You might want to think twice the next time you strip naked in a national publication.
Daniel Sawka learned that the hard way. Eighteen years ago, Sawka, a former district sales manager for ADP Inc., a provider of business outsourcing, posed as a nude lumberjack in Playgirl magazine. His colleagues discovered his brief modeling career online about a month after he started working at ADP in Windsor, Conn., as a district sales manager, in November 2009. They allegedly began teasing him relentlessly, shouting “Timber!” whenever he was around.
On May 24, the tree finally fell: Sawka filed a lawsuit against ADP in U.S. District Court, in Connecticut.
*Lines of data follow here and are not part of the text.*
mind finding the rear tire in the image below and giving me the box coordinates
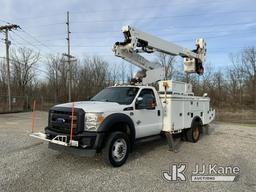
[186,121,201,143]
[102,131,130,167]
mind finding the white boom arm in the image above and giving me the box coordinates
[113,25,206,84]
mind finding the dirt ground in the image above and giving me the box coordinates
[0,112,255,192]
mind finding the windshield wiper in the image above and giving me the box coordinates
[91,99,119,103]
[91,99,110,102]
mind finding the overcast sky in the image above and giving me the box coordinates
[0,0,256,78]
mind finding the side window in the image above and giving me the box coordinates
[136,89,156,110]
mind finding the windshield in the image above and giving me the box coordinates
[91,87,139,105]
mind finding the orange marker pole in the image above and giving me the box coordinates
[32,100,36,133]
[69,101,74,144]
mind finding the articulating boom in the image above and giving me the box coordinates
[113,25,206,84]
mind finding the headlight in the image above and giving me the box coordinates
[84,112,104,131]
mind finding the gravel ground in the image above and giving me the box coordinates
[0,112,255,192]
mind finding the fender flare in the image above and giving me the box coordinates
[191,116,202,124]
[98,113,136,143]
[191,116,203,131]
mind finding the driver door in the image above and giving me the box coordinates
[132,88,162,138]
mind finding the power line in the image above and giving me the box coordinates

He alleges that ADP failed to take action to protect him from sexual harassment.
According to the suit, “Following the discovery of the nude pictures, employees in the office engaged in a pattern and practice of jokes, sexually charged comments and ridicule concerning the plaintiff and the pictures.”
Sawka repeatedly asked them to stop, the complaint alleges, but they continued.
“During weekly and monthly roll call meets, jokes and comments of a sexual nature were made and directed” at him, the complaint says. This included jokes about his body parts, “including his genitals,” and a comment about “what homosexual men viewing the photos would be doing while viewing the photos.”
What’s more, the suit alleges, employees Googled Sawka’s name and downloaded or viewed the photos during work hours and on work computers.
At an awards dinner in Manhattan where he received an award, one of his fellow employees asked him about the pictures, and a “manager admitted that everyone at the company knew about the pictures,” the complaint states. Not long after, he, his manager and other employees were transferred to ADP’s office in Milford, Conn.
At two different meetings at the company headquarters in Roseland, N.J., employees he did not know “openly brought up the pictures and made jokes,” the complaint says.
In August 2010, Sawka’s team won a trip to Yankee Stadium and sat in ADP’s luxury box. While there, a sales associate from ADP’s Stamford office loudly asked him “in front of many other employees about being in Playgirl Magazine,” the complaint says.
Sawka claims he was “constructively discharged” in March 2011. He is seeking damages for back pay, front pay, bonuses, personal days, lost pension/retirement benefits, and emotional distress.
Neither Sawka, his lawyer, James Sabatini of Newington, Conn., nor representatives from ADP returned phone calls for comment.